Hi, I have a basic etl flow (screenshot below) where i'm trying to start loading a full table from db to another, and then incrementally load any changes to the table based on an updated date. It runs, but part of it is slow. I think the converting json to sql is a bottle neck, as the table has 2M+ records, and they're queued up, but it can only create insert statements so fast, and then inserts to redshift (the target) are not the fastest.
If you look closely at screenshot below right before the convertjsontosql, can see the queue of 3gb (which is about the size of the table), waiting to be converted I believe. Read some of the articles, and set the translate field names to false. also set ignore unmatched columns and fields.
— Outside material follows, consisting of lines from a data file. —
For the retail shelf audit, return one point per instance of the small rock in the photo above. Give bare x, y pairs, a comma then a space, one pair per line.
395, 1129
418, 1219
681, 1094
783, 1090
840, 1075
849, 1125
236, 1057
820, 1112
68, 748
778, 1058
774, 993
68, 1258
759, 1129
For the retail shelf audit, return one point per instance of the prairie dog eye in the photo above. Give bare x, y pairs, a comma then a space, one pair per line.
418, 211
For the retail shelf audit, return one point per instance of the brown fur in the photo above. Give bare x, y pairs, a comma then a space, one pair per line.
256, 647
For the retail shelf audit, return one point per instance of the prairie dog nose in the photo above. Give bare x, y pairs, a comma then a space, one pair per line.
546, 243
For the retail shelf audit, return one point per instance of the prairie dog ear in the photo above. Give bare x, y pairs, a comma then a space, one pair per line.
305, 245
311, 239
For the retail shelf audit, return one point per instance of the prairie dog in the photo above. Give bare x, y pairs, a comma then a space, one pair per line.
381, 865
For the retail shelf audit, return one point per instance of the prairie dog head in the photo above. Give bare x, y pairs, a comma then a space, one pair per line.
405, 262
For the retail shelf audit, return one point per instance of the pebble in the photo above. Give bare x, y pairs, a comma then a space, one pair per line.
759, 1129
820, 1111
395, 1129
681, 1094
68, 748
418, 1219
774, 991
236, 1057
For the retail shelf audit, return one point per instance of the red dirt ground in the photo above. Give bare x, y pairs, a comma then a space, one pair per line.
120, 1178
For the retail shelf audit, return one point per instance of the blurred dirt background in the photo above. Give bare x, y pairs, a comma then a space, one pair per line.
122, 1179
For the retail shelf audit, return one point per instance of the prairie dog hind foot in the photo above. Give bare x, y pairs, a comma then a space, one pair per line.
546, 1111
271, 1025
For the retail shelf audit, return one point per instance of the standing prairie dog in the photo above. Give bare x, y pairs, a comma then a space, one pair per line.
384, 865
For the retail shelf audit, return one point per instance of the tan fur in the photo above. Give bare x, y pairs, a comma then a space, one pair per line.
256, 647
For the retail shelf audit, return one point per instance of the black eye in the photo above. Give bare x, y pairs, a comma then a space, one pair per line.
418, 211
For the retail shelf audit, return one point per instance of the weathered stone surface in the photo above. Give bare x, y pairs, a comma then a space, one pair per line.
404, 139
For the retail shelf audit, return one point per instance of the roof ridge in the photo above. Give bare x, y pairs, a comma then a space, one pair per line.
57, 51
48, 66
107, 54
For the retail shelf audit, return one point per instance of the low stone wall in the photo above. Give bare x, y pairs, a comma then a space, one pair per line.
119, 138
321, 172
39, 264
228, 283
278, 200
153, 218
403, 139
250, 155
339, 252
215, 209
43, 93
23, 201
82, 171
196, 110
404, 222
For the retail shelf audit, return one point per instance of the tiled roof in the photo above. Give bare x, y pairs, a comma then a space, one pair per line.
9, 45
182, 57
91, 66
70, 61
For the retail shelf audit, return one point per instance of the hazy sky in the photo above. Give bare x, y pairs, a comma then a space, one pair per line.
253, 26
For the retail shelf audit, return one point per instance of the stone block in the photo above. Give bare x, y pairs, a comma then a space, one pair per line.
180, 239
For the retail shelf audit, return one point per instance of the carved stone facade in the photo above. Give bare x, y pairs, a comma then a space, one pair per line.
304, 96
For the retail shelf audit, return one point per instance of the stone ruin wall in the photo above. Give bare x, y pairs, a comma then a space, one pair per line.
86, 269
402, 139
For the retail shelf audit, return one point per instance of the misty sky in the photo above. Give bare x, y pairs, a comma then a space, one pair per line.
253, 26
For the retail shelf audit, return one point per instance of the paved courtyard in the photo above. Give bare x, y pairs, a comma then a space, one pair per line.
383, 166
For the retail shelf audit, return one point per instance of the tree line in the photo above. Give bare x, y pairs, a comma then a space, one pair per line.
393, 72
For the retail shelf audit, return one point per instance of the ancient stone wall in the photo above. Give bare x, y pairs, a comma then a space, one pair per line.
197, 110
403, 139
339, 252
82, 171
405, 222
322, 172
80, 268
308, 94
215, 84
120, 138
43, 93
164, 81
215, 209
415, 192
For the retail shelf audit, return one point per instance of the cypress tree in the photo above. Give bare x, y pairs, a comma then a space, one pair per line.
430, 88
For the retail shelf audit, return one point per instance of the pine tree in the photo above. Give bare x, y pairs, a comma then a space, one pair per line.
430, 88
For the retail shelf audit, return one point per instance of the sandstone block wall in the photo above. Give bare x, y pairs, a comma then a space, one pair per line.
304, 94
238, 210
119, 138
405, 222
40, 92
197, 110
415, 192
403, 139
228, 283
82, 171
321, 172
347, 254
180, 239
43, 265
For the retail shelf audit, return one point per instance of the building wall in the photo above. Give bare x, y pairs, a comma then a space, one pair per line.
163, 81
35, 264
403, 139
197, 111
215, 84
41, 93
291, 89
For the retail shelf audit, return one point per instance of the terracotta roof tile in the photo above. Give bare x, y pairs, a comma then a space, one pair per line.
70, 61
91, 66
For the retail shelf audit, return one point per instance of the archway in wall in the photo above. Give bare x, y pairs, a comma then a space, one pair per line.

So the initial loading of data is a bit slow. Any suggestions, workarounds, ideas are appeciated to have a process that i know i can start from scratch, load a table fully and then keep loading? or maybe I do have to do one initial large load somehow, and then start the incremental process? I know copy commands in redshift are way better, perhaps i have to do that first, and then start incremental?
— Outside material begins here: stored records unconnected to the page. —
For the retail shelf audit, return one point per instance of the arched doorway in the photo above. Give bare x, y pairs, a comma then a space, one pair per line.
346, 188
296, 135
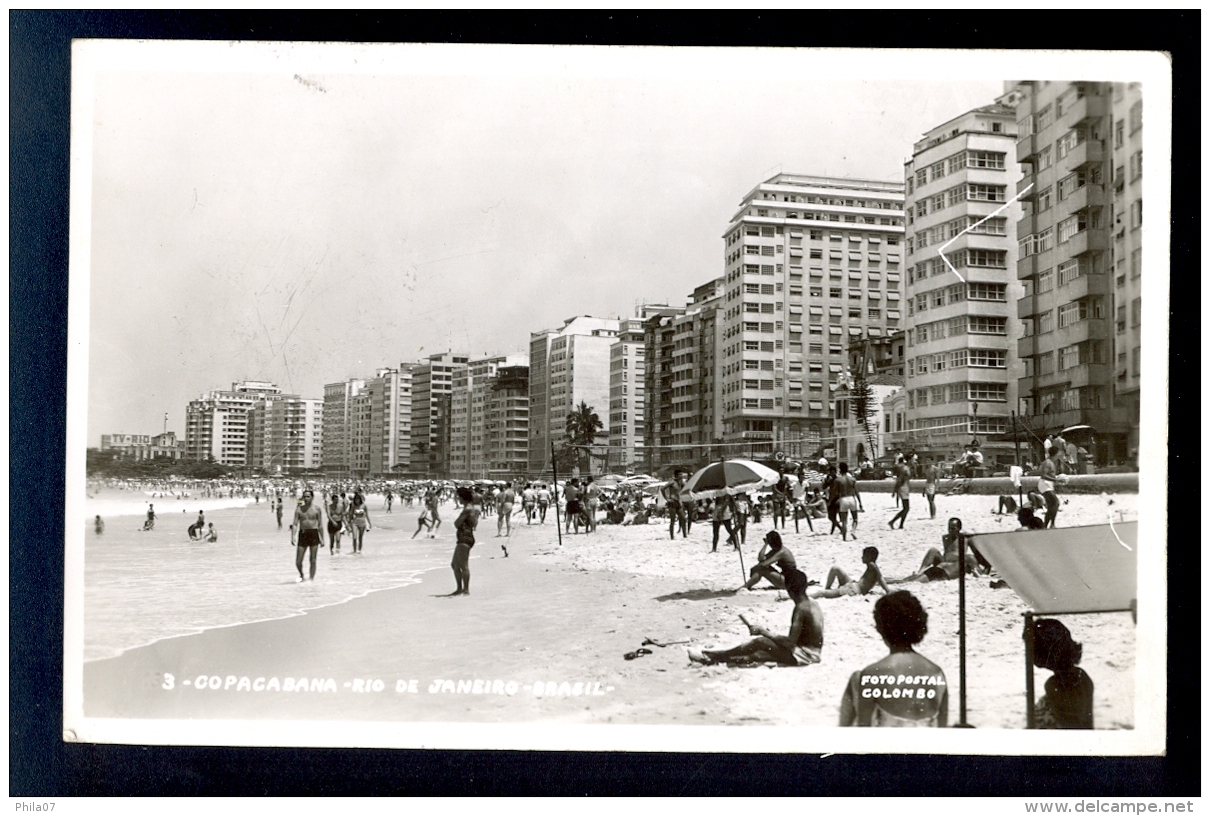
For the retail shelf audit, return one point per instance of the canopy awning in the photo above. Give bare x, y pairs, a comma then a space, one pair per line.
1070, 569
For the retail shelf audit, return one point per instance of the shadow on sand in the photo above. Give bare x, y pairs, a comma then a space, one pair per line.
697, 595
You can replace everything from SplitAvro -> PutSQL with PutDatabaseRecord, that should give you a pretty good speedup as it takes the Avro directly in, generates the PreparedStatement once, and then does batch inserts for the entire incoming file.
As of NiFi 1.6.0 (via NIFI-4836), if you don't care about the maxvalue.* and fragment.count attributes, you can also set the Output Batch Size property, which will send out X flow files immediately when they are ready, versus keeping them all in the session until all rows are processed and then sending all downstream. This allows you to start processing rows downstream while QueryDatabaseTable is still processing rows from the result set, which comes in handy on the initial load of 2M+ records.
Hey @Matt Burgess, i made a new process group with this, but forgot to use the output batch size property. so i stopped it, changed, and am trying to clear queue and restart, but its stuck in the queue. I've had this happen a few times. any suggestions here? i can't stop, play, terminate or anything.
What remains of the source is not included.